The metaphor of the eye in a moral sense was quite common among the Jews. A good eye signified a generous soul, and an evil eye a grasping and grudging one (Deut 15:9; Prov 23:6; 28:22). Even as men today speak of spiritual insight, so Jesus was insisting that a man could lose his sense of true values in life and become possessed by his possessions. The word “mammon” was Aram. and signified wealth and riches. In this passage it was personified, becoming the avaricious man’s master. It is important to note that this did not apply to rich men only, for the greater temptation comes many times to the man who has not, but desires to have. Jesus made this truth apply to all when He said, “No one can serve two masters.”
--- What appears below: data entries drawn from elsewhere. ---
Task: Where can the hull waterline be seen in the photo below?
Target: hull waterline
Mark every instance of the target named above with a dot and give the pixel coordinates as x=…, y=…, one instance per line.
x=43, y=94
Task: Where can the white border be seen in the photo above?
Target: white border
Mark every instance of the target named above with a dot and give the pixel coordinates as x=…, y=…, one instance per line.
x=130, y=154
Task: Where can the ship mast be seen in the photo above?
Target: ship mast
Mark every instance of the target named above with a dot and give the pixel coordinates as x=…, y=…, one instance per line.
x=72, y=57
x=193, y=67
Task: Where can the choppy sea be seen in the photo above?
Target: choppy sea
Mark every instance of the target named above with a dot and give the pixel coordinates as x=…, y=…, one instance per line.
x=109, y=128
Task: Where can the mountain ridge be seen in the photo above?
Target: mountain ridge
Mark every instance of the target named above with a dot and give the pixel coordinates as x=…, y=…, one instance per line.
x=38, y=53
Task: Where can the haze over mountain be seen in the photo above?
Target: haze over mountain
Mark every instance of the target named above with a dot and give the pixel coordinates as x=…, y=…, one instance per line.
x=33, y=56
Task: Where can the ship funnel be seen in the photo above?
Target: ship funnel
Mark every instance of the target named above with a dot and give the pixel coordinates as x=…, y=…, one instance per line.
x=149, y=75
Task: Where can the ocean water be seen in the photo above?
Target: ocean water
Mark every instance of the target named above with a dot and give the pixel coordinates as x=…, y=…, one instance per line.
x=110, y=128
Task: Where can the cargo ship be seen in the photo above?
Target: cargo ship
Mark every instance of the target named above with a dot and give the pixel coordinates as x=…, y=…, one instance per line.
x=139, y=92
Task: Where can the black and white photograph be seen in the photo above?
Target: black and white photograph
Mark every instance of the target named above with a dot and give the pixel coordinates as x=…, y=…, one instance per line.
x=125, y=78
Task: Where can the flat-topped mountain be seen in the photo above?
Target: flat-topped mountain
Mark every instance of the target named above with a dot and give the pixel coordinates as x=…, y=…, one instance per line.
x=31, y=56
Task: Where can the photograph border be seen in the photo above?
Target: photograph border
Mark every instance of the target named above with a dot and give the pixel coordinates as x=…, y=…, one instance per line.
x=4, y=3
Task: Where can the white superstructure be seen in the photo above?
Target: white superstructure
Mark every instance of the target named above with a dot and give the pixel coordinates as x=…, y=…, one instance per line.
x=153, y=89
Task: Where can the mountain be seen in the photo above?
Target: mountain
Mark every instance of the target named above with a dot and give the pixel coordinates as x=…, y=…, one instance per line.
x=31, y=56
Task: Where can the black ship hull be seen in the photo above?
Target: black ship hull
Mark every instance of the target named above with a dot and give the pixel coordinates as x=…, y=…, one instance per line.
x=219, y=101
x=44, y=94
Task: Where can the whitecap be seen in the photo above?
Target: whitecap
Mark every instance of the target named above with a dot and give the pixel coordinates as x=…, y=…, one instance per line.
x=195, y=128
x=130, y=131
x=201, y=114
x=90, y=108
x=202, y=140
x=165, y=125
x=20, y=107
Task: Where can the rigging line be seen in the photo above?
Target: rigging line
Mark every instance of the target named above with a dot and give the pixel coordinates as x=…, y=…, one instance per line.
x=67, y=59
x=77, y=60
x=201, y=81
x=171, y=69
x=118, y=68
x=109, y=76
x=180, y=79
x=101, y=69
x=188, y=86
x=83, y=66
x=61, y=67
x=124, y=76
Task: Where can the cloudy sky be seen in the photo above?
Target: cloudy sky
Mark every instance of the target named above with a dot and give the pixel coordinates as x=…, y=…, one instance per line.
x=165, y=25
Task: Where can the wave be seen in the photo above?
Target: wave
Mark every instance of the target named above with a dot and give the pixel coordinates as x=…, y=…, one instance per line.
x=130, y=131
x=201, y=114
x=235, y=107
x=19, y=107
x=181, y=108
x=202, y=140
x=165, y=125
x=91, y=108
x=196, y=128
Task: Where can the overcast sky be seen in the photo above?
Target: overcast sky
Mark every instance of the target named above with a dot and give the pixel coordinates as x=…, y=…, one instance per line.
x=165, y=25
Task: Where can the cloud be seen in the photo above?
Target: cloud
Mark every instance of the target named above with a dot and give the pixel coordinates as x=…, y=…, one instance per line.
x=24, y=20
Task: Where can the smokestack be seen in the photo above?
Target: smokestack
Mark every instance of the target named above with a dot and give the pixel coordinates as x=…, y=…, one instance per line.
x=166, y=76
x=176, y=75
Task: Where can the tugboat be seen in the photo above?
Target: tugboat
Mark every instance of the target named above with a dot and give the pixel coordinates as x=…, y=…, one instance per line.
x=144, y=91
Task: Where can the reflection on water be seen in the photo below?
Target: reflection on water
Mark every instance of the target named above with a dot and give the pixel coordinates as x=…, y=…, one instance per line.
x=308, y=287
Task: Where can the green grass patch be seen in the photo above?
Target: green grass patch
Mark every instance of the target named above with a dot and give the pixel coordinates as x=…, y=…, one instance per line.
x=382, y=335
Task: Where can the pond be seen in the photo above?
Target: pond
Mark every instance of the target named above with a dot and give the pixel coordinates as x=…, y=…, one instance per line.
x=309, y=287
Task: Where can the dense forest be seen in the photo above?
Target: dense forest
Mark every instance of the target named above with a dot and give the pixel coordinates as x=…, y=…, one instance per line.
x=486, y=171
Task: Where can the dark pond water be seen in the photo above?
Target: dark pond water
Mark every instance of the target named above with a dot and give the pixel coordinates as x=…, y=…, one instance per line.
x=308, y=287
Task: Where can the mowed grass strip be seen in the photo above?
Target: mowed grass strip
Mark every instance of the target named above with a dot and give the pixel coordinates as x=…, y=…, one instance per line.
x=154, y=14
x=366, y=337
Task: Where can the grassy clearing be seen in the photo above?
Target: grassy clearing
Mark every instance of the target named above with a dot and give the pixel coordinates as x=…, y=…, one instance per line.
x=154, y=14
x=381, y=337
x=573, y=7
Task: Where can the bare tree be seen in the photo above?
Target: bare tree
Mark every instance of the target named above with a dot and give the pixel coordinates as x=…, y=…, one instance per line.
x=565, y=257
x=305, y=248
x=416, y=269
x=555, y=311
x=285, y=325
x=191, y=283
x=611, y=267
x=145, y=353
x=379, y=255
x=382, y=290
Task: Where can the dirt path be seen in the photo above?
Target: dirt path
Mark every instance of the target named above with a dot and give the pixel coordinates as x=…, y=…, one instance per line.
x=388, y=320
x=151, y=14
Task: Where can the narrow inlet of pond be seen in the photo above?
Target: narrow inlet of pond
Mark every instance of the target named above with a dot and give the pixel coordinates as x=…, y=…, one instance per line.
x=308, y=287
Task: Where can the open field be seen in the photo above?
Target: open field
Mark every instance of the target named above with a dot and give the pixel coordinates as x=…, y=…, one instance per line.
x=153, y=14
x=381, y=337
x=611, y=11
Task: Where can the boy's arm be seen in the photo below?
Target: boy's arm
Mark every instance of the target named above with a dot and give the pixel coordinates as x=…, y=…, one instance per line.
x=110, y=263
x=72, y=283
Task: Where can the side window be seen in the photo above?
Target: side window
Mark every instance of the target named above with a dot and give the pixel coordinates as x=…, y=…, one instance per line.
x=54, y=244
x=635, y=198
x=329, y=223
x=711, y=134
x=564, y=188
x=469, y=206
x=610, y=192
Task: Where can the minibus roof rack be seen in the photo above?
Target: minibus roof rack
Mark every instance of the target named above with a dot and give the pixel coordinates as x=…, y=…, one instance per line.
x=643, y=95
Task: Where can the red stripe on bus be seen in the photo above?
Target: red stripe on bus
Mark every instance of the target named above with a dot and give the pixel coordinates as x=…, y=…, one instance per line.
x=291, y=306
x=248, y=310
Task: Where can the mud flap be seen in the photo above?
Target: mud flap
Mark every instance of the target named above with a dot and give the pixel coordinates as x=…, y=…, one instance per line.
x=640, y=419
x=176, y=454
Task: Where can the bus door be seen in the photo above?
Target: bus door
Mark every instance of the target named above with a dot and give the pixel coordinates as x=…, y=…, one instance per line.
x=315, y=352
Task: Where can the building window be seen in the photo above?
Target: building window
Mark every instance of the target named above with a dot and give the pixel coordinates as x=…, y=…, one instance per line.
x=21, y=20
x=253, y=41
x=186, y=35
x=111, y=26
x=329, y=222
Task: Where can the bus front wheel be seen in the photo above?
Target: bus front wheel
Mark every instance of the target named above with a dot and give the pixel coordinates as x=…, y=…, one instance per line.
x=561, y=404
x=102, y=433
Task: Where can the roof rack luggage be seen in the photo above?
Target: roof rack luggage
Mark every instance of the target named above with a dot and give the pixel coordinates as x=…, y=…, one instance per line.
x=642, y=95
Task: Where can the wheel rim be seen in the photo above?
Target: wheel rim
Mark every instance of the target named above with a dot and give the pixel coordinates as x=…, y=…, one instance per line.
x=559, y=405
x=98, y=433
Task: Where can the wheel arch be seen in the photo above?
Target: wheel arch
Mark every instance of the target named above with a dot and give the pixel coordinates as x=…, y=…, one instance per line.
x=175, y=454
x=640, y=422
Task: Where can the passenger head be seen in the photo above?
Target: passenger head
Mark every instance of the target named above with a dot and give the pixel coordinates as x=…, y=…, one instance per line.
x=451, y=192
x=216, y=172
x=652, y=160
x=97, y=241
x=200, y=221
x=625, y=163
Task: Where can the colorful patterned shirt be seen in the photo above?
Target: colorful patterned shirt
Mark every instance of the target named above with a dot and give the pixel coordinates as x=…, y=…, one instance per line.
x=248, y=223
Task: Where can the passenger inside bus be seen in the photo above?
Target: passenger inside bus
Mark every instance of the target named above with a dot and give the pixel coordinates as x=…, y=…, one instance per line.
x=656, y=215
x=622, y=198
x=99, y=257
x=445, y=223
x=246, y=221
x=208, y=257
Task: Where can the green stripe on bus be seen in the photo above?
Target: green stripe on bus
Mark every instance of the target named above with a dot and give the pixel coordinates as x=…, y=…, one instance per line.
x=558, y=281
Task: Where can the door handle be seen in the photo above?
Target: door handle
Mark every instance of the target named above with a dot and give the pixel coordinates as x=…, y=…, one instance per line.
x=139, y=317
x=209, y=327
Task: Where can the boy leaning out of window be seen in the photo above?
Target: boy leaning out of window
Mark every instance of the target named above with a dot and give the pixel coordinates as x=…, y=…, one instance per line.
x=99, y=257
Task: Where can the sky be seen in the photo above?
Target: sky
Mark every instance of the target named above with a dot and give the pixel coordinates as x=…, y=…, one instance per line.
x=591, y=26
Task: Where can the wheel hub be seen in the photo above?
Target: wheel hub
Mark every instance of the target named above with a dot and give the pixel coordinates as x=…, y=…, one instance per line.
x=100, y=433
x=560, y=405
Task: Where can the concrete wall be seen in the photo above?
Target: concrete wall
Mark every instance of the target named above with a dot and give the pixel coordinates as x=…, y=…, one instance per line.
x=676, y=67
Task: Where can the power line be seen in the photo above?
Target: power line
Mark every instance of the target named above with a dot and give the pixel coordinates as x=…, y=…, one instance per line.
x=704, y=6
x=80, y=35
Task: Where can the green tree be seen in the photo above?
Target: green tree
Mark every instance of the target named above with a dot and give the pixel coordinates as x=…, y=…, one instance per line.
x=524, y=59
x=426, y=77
Greed and anxiety about life were next presented. Nothing was intended in these vv. to forbid foresight, careful planning, or prudence; but these remarks were directed against a care for this life that dishonors God because it fails to find its stability, confidence, and security in relationship to Him. The heavenly Father has always been interested in and ready to meet the needs of human life at every level and in all experiences. God’s kingdom must be placed first in life, and then there could be a foundation upon which to rest in confidence with reference to the material and temporal.

The Christian’s sympathy.

The connection of this passage (Matt 7) has been much disputed. It has been frequently suggested that more than the rest of the Sermon, it reveals lack of continuity. It seems, however, that these vv. are bound together by a consideration of the sympathetic spirit.

Avoid criticism.

Jesus admonished His disciples not to be disparaging in their criticism (Matt 7:1-5). He singled out and condemned the vice of lifting up oneself by pointing out the weaknesses and faults of others. The Christian was not to be unconcerned about a brother’s fault, but it was impossible to help him when the helper’s vision was poor.

Helping wisely.

The disciples were warned against being overzealous in trying to help another (7:6). Perhaps the “holy” thing referred to the use of the showbread among the Jews. If it were not consumed, it must not be cast out to be eaten by the scavengers of the streets, the dogs. In the Talmud “pearls” were used to refer to the choice thoughts, sentiments, or tenderest experiences of a man. The “swine” were the unclean, those of vicious nature who did not have the character to appreciate such thoughts and sentiments. This passage calls for wisdom in dealing with the people of the world.

Praying earnestly.

It was revealed that prayer was the best way to help; it was in prayer that the solution was to be found to the problems of life (7:7-12). Two illustrations were given of the efficacy of genuine prayer. The first illustration underscored the truth that a father did not mock his child in the answer given to an earnest request. In the second illustration Jesus underscored the truth that a father does not give his child what would harm him, neither does God. The grand climax in the statement of the sympathetic approach to life is the “Golden Rule.”

Metaphorical conclusion.

Jesus used three metaphors to urge men on to realize the intention of God for their lives: “the two ways,” the “two kinds of fruit,” and the “two builders.”

The two roads.

The first taught that following Jesus was difficult—involving struggle, self-discipline, and effort.

The two fruits.

The second warned against false guides whose real purpose was selfish and destructive. Guides in life must be tested.

The two builders.

The third emphasized the importance of the right foundation for life, which is the teaching of Jesus. Only those who obey Him will be safe in the experience of testing.

Bibliography

E. S. Jones, The Christ of the Mount (1931); Wm. Hendriksen, The Sermon on the Mount (1934); E. T. Thompson, The Sermon on the Mount and Its Meaning for Today (1936); E. Fox, The Sermon on the Mount (1938); A. T. Ohrn, The Gospel and the Sermon on the Mount (1948); R. W. Sockman, The Higher Happiness (1950); A. M. Hunter, Design for Life (1953); J. W. Bowman and R. W. Tapp, The Gospel from the Mount (1957); D. M. Lloyd-Jones, Studies in the Sermon on the Mount, vols. I and II (1959); H. K. McArthur, Understanding the Sermon on the Mount (1960); W. K. Pendleton, The Pursuit of Happiness (1963).